No próximo ano lectivo, a Universidade de Navarra vai lançar o seu próprio programa de estudos. Trata-se do Programa de Formação Contínua em Acompanhamento Espiritual e Resolução de Conflitos.

Um projecto destinado a pessoas envolvidas na formação humana e cristã, no acompanhamento espiritual e no governo de instituições educativas ou eclesiásticas.

O programa visa fornecer a estas pessoas as ferramentas básicas para abordar e ajudar correctamente as pessoas com problemas na sua vida pessoal, familiar, social e profissional.

José María Pardo, sacerdote, doutor em Medicina e Cirurgia e em Teologia Moral e director deste programa, nesta entrevista a Omnes, sublinha a necessidade deste programa porque, em muitas ocasiões, existe "uma falta de conhecimentos psicológicos básicos entre as pessoas com tarefas de formação na Igreja, o que as impede de atender adequadamente as pessoas que lhes são confiadas".

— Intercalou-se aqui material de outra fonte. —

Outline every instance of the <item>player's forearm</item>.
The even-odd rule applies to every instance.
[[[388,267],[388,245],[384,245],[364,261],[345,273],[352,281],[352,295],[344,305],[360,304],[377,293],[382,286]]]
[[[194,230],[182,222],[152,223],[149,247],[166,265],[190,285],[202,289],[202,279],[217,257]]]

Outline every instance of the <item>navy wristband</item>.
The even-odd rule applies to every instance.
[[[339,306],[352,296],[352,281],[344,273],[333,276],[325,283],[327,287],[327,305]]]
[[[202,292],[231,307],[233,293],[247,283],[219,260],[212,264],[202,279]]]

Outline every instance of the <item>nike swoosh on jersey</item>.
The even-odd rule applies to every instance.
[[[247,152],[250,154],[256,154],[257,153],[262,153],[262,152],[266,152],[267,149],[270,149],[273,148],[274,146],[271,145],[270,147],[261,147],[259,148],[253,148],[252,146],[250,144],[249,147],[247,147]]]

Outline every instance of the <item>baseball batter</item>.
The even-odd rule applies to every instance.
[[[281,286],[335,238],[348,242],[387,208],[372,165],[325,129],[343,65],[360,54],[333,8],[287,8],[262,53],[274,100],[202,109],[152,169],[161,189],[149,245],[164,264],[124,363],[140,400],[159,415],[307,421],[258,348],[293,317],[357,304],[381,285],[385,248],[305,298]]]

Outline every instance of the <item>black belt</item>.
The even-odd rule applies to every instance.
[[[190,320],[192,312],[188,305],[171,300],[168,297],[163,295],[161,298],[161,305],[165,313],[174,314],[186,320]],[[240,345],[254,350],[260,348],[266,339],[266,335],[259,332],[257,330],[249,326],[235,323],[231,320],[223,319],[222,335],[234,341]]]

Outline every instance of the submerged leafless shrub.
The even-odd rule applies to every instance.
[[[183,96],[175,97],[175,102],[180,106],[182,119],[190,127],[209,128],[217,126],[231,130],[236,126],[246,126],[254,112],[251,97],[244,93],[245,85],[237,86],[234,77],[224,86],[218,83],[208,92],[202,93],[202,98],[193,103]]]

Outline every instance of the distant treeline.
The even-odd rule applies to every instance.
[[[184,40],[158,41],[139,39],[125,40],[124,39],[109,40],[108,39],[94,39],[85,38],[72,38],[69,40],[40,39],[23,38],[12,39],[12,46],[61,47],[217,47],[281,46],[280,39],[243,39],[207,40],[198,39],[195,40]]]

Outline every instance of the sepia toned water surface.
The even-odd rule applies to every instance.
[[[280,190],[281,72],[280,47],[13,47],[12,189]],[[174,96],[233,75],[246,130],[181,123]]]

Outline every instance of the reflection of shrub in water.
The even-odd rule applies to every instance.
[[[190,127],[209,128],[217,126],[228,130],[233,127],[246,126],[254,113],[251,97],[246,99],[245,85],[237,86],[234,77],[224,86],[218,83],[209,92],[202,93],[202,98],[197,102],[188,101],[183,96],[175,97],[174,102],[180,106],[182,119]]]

Nos últimos anos, fala-se de "acompanhamento" espiritual, mas será que isso significa o mesmo que "direcção espiritual"?

-O termo "acompanhamento" é um termo mais geral. O acompanhamento pode ser exercido por muitas pessoas e em várias dimensões ou domínios da vida de uma pessoa.

No meio universitário, por exemplo, existe a figura do mentor, o professor que acompanha o estudante na vida universitária. Ou a figura do treinoque acompanha os seus clientes na realização dos seus objectivos.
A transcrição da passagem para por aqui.